[NEW YORK] The Financial Industry Regulatory Authority fined Deutsche Bank Securities Inc US$12.5 million on Monday for its failure to supervise which employees had access to confidential information broadcast over internal "squawk box" speakers.
The bank's internal policies failed to ensure that sensitive information meant only for research and trading employees was not also heard by private client services employees, including brokers and financial advisers, according to a FINRA statement.
FINRA did not say any brokers had misused the confidential information, which could include news about major client trades that could affect stock prices. But the watchdog accused the bank of ignoring warnings from its own compliance department that its policies and supervisors did not adequately control who heard the "squawks," according to the settlement.

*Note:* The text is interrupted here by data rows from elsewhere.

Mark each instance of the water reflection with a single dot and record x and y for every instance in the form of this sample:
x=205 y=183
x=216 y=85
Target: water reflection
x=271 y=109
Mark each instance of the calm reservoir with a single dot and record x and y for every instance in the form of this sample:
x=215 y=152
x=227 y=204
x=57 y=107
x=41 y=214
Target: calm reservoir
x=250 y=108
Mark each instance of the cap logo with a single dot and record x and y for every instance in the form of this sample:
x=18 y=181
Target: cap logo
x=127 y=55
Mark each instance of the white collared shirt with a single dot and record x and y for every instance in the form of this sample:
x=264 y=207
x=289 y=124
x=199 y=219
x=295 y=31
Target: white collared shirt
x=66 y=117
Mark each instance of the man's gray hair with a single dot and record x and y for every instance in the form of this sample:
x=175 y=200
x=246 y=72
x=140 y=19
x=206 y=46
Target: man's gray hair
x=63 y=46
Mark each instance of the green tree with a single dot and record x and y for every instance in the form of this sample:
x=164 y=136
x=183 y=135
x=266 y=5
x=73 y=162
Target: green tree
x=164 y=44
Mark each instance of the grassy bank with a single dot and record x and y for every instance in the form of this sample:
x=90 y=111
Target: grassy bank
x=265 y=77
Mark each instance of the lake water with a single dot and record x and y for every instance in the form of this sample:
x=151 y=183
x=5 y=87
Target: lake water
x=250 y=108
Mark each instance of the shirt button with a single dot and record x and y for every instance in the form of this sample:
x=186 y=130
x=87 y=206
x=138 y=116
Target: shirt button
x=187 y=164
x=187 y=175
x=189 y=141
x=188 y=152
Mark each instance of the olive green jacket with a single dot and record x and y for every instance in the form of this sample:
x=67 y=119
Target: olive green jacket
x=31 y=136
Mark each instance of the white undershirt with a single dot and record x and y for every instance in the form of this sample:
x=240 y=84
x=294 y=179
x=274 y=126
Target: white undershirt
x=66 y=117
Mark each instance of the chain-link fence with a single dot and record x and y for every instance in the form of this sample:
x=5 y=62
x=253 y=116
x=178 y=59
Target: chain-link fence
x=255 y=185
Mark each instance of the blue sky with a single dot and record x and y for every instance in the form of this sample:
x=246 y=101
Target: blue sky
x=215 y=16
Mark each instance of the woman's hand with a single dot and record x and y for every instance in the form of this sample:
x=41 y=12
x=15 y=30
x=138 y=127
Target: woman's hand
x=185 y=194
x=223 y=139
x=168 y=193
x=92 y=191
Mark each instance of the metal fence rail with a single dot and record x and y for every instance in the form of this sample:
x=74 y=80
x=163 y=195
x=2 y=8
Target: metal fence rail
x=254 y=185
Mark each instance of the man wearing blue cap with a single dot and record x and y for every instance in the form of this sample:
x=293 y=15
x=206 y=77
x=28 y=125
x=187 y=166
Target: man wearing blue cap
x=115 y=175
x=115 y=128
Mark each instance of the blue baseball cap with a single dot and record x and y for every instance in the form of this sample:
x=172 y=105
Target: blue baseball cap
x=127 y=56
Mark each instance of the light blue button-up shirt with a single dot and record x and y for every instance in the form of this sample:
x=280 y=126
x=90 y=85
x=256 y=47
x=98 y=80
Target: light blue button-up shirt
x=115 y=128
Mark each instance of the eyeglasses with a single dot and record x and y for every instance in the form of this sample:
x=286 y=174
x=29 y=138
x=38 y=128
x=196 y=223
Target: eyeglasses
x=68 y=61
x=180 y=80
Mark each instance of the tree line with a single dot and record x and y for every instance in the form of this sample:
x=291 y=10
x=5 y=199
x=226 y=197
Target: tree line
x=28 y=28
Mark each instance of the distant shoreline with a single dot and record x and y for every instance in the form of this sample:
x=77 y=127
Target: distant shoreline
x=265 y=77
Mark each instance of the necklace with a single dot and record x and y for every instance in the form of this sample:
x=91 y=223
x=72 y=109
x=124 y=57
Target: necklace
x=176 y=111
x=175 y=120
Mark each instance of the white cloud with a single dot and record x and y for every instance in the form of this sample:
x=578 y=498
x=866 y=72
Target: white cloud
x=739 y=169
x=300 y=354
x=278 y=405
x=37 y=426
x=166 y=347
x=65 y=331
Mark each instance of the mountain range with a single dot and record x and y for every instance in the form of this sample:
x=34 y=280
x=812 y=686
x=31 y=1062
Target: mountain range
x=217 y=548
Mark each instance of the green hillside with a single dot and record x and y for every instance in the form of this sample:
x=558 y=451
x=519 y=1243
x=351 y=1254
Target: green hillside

Deutsche Bank spokeswoman Amanda Williams declined to comment.
The bank did not admit or deny the charges, which applied to a period spanning 2008 to 2014. In addition to paying the fine, Deutsche agreed to implement stricter supervision of employees and written procedures to protect nonpublic information from being shared on squawk boxes.
This is the largest fine the Wall Street watchdog has handed down in a squawk box case. The last large fine levied to a bank in a similar matter occurred in 2009 when Merrill Lynch paid US$7 million to resolve issues related to several brokers and traders who misused squawks to generate illegal profits.